Demokrasi, eğitimde istenilen fakat bir türlü yerleşemeyen bir kavramdır. Sanki demokrasi sadece politik seçimlerde vardır; ama sonra unutulur. Bu yüzden, öğretmenler ve okul idarecileri olarak vazifemiz vahimdir. Bizler, demokrasinin tam olarak öğrenilmesi, ona alışılması ve ülkemizde onun daim kılınması için okullarımızda ve sınıflarımızda özel olarak gayret sarf etmeli; öğrencilerimizi demokratik süreçlerle irtibatlandırmak için daha çok çalışmalıyız. Okullarımızda demokrasinin yeşermesi için öğrenci merkezli/iş birlikçi öğrenmeyi teşvik etmeli; sınıflarımızda bu yöntemin uygulanmasına fırsat vermeli; okullarımızın felsefesini, müfredatını, yöntemlerini, sınıf yönetimini ve sınıf içi alıştırmalarını hep bu amaca yönelik geliştirmeliyiz.

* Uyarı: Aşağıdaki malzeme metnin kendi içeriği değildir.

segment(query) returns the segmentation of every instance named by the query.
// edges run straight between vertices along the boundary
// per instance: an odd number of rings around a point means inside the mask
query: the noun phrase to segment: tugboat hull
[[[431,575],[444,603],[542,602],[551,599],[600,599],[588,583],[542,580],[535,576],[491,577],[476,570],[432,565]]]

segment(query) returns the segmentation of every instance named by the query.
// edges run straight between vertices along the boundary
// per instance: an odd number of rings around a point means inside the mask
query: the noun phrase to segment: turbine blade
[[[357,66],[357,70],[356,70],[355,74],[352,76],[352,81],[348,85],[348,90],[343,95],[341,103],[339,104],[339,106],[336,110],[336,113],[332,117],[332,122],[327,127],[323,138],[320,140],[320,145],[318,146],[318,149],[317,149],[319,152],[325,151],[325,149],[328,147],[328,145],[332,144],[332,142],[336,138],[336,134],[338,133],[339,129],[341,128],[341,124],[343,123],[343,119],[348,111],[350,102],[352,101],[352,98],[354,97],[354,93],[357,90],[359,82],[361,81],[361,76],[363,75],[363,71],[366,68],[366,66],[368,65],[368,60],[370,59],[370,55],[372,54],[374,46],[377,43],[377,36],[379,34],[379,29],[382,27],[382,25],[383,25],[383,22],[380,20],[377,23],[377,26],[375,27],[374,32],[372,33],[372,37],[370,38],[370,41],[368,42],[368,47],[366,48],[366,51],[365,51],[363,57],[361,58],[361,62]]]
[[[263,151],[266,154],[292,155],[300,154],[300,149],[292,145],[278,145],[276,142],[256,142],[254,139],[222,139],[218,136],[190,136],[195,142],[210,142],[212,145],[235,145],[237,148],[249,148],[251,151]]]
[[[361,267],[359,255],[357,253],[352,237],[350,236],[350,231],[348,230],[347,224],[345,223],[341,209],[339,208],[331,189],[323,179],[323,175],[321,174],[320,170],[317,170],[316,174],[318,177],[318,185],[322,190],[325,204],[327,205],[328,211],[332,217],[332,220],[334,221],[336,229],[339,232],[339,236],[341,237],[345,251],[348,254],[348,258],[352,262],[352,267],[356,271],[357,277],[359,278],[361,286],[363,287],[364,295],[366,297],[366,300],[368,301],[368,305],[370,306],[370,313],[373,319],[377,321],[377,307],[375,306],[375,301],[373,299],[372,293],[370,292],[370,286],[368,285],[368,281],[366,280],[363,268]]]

Unutmamalıyız ki geleneksel pedagojiler geleneksel davranış biçimleri üretir. Onun için, öğrencilerimizin yaratıcı kapasitelerini, yurttaşlık/vatandaşlık ve hesap verme sorumluluklarını da kuvvetlendirmeliyiz. Yaptığı davranıştan dolayı hesap vermeye alışan çocuk, yarın öbür gün yanlış olduğunu düşündüğü bir davranıştan dolayı başkasına da hesap sormaya alışır. Hesap vermeye alışmamış çocuk ise sürekli başkalarını suçlar çünkü hiç sorumluluk almamış, hiçbir kararını kendisi vermemiştir. Okullarımızda iş birlikçi eğitimin iyice yerleşmesi için hizmet içi eğitimler tertip etmeli ve süreci yakından takip etmeliyiz. Nasıl trafik ışıklarının anlamını ve işlevini – başlarına bir kaza gelmesin diye – çocuklarımıza öğretip alıştırıyor ve ancak ondan sonra sokağa çıkmalarını izin veriyorsak onların demokratik ortamlarda büyümelerini ve yetişmelerini sağlayıp hayata donanımlı bir şekilde atılmalarına fırsat tanımalıyız.
Çağdaş uygarlıkların yaşam kalite seviyesine ulaşmamız ancak bu şekilde mümkün olacaktır.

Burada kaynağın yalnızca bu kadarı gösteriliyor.